In carcere, Sandokan può leggere giornali nazionali e usare la televisione. Fatale che sia stato investito dall'urto. L'impatto penetra nel reparto bunker del carcere più grande d'Europa, Milano Opera. Si infila oltre quel cortile dell'ora d'aria che ha pareti alte cinque metri e una rete per copertura. Entra nella cella di sei metri per quattro e riempie la gabbia dove Schiavone, padrino a capo di una famiglia mafiosa parzialmente sfaldata, sta scontando i suoi giorni distillati di risentimento e silenzio, di lettere compulsive alla moglie e odio per i nemici, di farmaci antidepressivi e tristezza dopo la cattura del primogenito, Nicola. E di alimenti passati con il contagocce e abbondanza solo di libri e riviste, pittura e motocilette, Settecento e feste del casertano.

La risposta, ora, è un velo di sarcasmo. "Ma da tecnico", dice l'avvocato Valentino, primo dei difensori del capocosca. "Perché - sottolinea il legale - Saviano non glielo declama in faccia, a Schiavone? Il suo discorso, per me, è condito di frasi offensive e gratuite, vedi "guappo di cartone". Saviano ha pure la scorta, può fare entrare nel penitenziario anche quella. Si accomodi. Lui non teme nulla. E nulla, a mio parere, ha da temere. Non mi risulta sia mai stato minacciato". Saviano, interpellato, dice secco: "Ci sto. Colgo l'invito, poiché credo fermamente in quello che penso e scrivo. Se fossi autorizzato, metterei piede a Milano Opera e lo farei senza timore".
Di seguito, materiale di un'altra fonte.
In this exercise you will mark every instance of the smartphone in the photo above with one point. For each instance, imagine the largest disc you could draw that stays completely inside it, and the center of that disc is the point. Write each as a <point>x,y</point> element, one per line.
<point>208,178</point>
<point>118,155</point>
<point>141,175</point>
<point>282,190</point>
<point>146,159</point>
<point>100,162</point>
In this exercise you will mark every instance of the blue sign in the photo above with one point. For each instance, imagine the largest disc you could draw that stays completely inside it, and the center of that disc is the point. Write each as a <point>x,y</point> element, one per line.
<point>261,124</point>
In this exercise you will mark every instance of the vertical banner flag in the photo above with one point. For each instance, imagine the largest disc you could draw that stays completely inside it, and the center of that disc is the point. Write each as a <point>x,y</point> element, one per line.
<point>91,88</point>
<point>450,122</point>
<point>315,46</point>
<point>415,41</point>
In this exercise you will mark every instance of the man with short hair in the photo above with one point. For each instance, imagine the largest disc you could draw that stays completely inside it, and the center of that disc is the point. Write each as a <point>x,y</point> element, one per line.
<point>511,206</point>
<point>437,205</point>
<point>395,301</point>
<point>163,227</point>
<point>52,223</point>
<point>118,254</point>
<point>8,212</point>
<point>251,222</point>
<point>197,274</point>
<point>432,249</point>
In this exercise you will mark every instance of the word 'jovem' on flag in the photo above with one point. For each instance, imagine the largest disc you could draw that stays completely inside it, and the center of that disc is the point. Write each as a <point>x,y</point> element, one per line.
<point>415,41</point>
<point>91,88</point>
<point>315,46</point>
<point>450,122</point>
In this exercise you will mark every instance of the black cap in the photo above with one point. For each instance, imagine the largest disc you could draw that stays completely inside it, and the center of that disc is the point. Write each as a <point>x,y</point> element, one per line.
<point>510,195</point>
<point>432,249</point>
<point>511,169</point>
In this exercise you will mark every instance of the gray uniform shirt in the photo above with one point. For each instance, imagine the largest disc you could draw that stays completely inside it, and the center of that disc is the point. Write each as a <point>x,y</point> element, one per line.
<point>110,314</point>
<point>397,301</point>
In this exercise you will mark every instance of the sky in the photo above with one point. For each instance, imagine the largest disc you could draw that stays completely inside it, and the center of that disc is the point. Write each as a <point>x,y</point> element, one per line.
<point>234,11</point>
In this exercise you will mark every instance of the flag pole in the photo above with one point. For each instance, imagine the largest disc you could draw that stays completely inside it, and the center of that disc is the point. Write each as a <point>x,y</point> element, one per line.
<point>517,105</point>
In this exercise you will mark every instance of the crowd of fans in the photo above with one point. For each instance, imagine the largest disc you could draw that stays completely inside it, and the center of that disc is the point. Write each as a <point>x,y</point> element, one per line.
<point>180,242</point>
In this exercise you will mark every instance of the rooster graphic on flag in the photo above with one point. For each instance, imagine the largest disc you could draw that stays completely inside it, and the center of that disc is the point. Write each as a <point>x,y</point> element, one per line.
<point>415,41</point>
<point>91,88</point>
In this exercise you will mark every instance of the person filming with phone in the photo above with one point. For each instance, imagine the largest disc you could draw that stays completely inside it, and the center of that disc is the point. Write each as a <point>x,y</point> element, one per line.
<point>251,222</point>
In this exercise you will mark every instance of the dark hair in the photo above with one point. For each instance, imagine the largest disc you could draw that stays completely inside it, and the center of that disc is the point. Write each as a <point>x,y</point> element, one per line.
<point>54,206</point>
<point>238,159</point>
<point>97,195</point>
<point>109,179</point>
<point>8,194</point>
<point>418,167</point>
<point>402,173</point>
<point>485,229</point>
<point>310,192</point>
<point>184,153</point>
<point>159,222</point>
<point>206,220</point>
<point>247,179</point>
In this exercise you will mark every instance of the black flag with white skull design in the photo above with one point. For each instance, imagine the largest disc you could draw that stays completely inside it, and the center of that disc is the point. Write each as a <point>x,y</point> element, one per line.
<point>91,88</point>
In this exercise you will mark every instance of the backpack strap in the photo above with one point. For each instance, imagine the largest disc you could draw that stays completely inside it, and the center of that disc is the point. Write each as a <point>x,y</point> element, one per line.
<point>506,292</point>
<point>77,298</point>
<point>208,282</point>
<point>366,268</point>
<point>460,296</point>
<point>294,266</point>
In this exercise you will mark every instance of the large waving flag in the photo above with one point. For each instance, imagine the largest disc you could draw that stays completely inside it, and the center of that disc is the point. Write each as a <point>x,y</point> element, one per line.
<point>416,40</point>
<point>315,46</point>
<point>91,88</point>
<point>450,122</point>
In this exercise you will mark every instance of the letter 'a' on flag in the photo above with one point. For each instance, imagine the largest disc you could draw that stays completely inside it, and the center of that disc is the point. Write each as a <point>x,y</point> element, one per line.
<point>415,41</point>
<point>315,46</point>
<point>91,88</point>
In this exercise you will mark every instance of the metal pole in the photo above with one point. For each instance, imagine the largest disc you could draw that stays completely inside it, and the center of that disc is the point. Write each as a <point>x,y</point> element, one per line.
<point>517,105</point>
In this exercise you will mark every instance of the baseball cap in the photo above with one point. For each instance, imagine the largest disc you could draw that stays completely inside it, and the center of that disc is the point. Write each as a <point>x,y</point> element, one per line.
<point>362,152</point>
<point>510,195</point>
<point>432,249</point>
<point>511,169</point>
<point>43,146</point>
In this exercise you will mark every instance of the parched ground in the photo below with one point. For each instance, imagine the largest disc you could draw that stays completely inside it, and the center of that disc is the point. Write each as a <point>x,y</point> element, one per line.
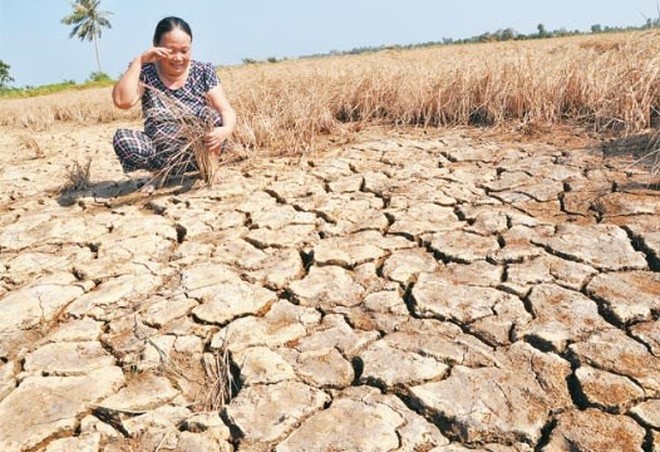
<point>406,292</point>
Saviano torna anche sul caso di Gaspare Spatuzza, il collaboratore cui è stato vietato lo status di pentito: "È quasi un modo per ricattarlo, per dirgli basta, è tutto finito, nessuno ti proteggerà. Bisogna permettergli di raccontare tutto quello che sa". Spatuzza, per Saviano, ha ancora molte informazioni da fornire, "certamente da verificare: ma togliendogli la protezione si impedisce di verificare e conoscere nel dettaglio gli elementi. Ormai in Italia la situazione dei collaboratori di giustizia è in difficoltà: si preferisce puntare sulle grandi retate più che sul racconto del business dall'interno".
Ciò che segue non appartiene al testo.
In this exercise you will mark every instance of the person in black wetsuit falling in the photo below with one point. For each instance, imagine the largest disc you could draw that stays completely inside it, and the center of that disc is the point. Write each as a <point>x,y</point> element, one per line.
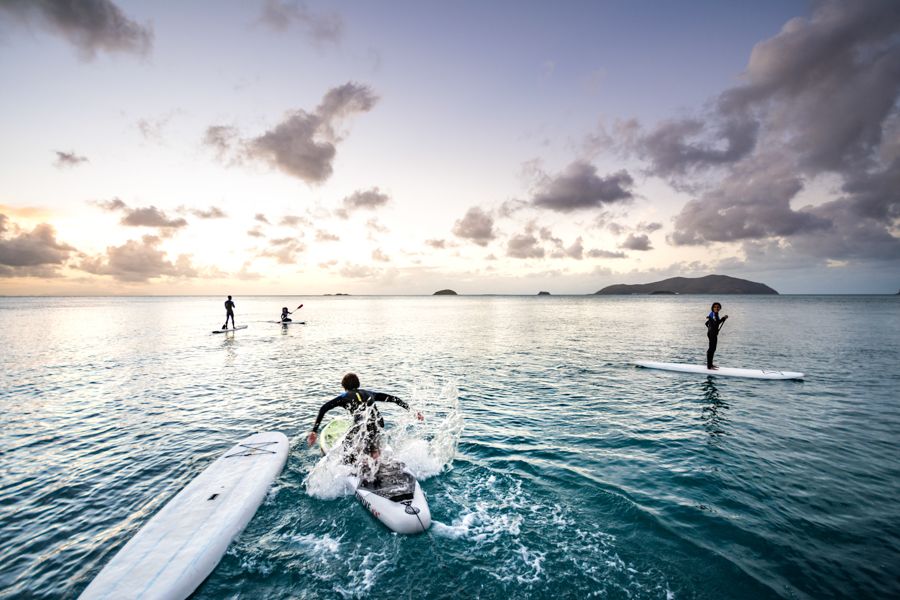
<point>229,313</point>
<point>713,325</point>
<point>361,405</point>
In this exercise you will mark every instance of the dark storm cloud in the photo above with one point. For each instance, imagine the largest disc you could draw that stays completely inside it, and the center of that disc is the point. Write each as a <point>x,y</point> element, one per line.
<point>68,159</point>
<point>637,242</point>
<point>138,261</point>
<point>303,144</point>
<point>825,91</point>
<point>477,226</point>
<point>280,15</point>
<point>678,146</point>
<point>525,245</point>
<point>89,25</point>
<point>30,253</point>
<point>362,200</point>
<point>579,187</point>
<point>753,202</point>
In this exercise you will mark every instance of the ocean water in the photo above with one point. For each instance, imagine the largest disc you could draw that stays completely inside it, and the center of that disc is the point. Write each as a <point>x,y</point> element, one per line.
<point>553,467</point>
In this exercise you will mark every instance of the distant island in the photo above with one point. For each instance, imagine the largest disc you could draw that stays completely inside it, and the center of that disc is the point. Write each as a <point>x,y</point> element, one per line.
<point>710,284</point>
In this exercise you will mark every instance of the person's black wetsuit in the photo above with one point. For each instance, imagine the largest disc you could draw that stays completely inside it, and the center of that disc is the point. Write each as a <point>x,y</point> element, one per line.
<point>360,403</point>
<point>713,325</point>
<point>229,313</point>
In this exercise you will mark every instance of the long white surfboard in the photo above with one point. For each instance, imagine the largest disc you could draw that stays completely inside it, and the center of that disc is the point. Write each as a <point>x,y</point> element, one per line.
<point>721,371</point>
<point>181,545</point>
<point>230,329</point>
Parole che penetrano. È l'effetto Gomorra che si moltiplica. La lettera di ieri non ha per bersaglio un impero con i suoi traffici, ma il senso stesso di un'esistenza da capo mafioso al capolinea, la sua pelle, le sue ore, la sua discendenza. "Che destino è il tuo? Una vita da topi cui costringi i tuoi figli. Pèntiti", dice Saviano. E per Schiavone sono nuovi colpi di maglio, come provano le irate considerazioni nelle sue lettere contro "gli avvoltoi giornalisti", contro "il marchio che ci condanna". Ogni giorno parte un fax dal carcere indirizzato alla moglie Giuseppina Nappa detta Maria Pia, quasi laureata. Il marchio del rito. "Caro dolce amore mio". Ogni giorno, lei risponde con un telegramma: "Caro dolce marito". Messaggio che spesso arriva in ritardo, tra le ire del boss. "Le poste mai hanno funzionato e mai funzioneranno".
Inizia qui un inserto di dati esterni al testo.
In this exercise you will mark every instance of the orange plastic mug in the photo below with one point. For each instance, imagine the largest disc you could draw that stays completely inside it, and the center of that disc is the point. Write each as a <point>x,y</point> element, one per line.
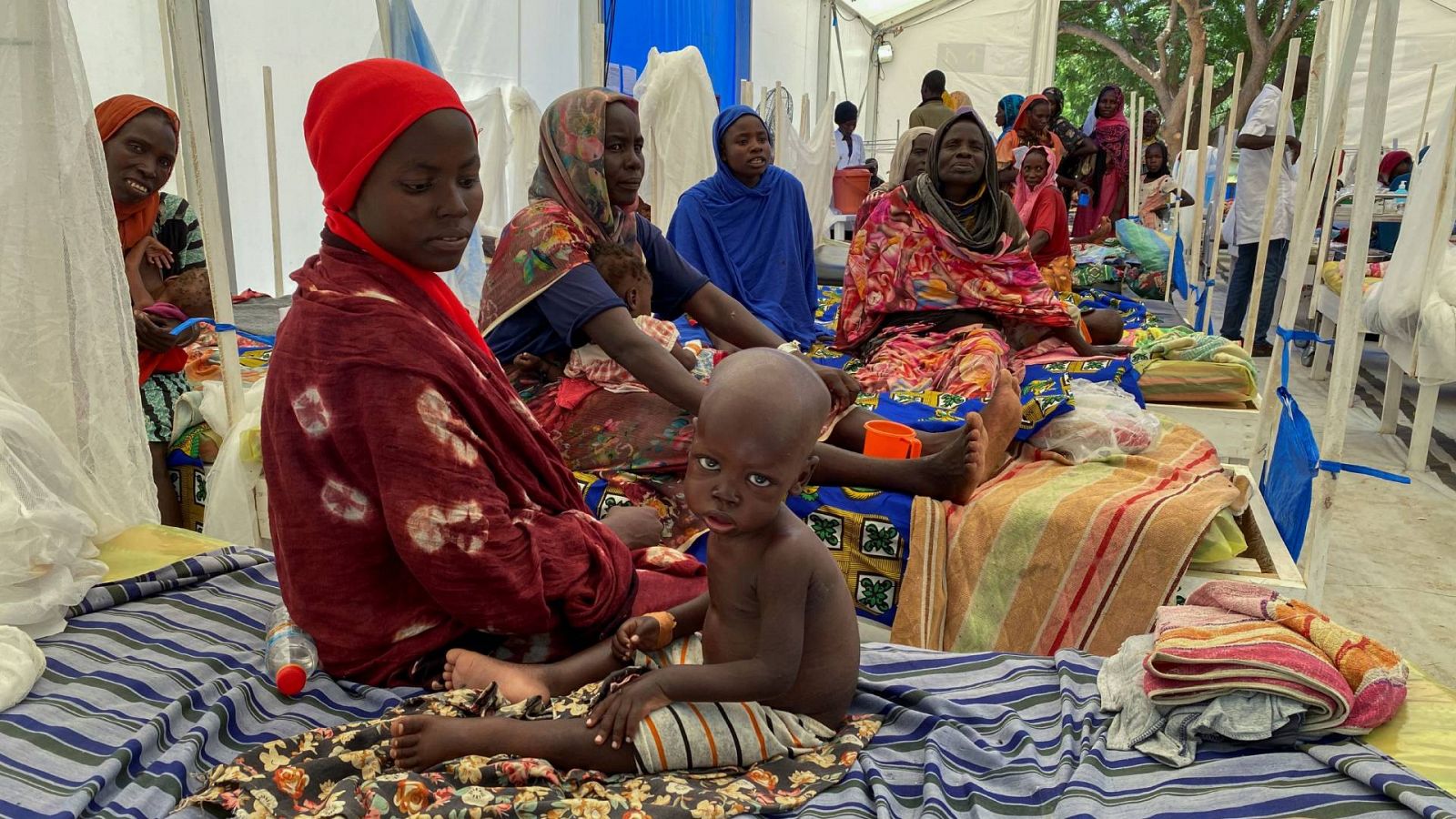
<point>888,439</point>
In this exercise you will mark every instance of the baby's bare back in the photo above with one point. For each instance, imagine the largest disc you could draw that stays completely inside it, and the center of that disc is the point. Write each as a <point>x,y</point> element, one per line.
<point>829,663</point>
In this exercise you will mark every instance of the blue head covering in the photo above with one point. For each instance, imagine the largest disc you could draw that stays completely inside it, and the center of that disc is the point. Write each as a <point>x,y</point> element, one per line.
<point>1011,108</point>
<point>756,244</point>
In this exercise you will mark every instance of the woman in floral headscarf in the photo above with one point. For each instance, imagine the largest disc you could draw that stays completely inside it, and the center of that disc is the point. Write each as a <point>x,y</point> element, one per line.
<point>543,298</point>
Poi, l'invito di Saviano. Sono i colpi per il boss forse più sottili e dolorosi - perché non contemplati dalle regole del rischio criminale e delle stangate giudiziarie. Persino più intollerabili delle stesse sentenze, del "fine pena mai" scritto in ultimo dalla Cassazione, l'altro nome dell'ergastolo. "Collabora con la giustizia, riscatta il sangue", gli grida Saviano. Risponde l'altro legale del boss, l'avvocato Alfonso Baldascino. "Noi restiamo i tecnici al servizio della giustizia. Se il detenuto Schiavone mi chiede di difenderlo nell'innocenza, io così faccio. Se poi si vuole pentire? Non mi fa né caldo né freddo. Quanto ai pentiti, ho sempre pensato che sia immorale il contratto che la giustizia firma con i pentiti". Immorale? "Certo, i pentiti dicono 8 o 9 cose buone e una falsa. Quella falsa porta in carcere un innocente. Loro mettono in vendita le conoscenze, lo Stato paga".
A mille chilometri, nella sua Casale, intanto l'affondo dello Stato continua. Lavorano "gli incappucciati". Sono i poliziotti che fanno le riunioni sotto il neon anche a mezzogiorno, porte chiuse e persiane sprangate, in un palazzo confiscato alla mafia di Sandokan, una cellula investigativa radicata nel paese, voluta due anni fa dal capo della polizia Antonio Manganelli. È l'avanguardia dell'antimafia nel cuore dell'Antistato. A guidarli c'è un giovane in polo viola, Alessandro Tocco, 37 anni, quello che ha catturato il figlio del padrino. Sono gli infiltrati, nella patria di Sandokan.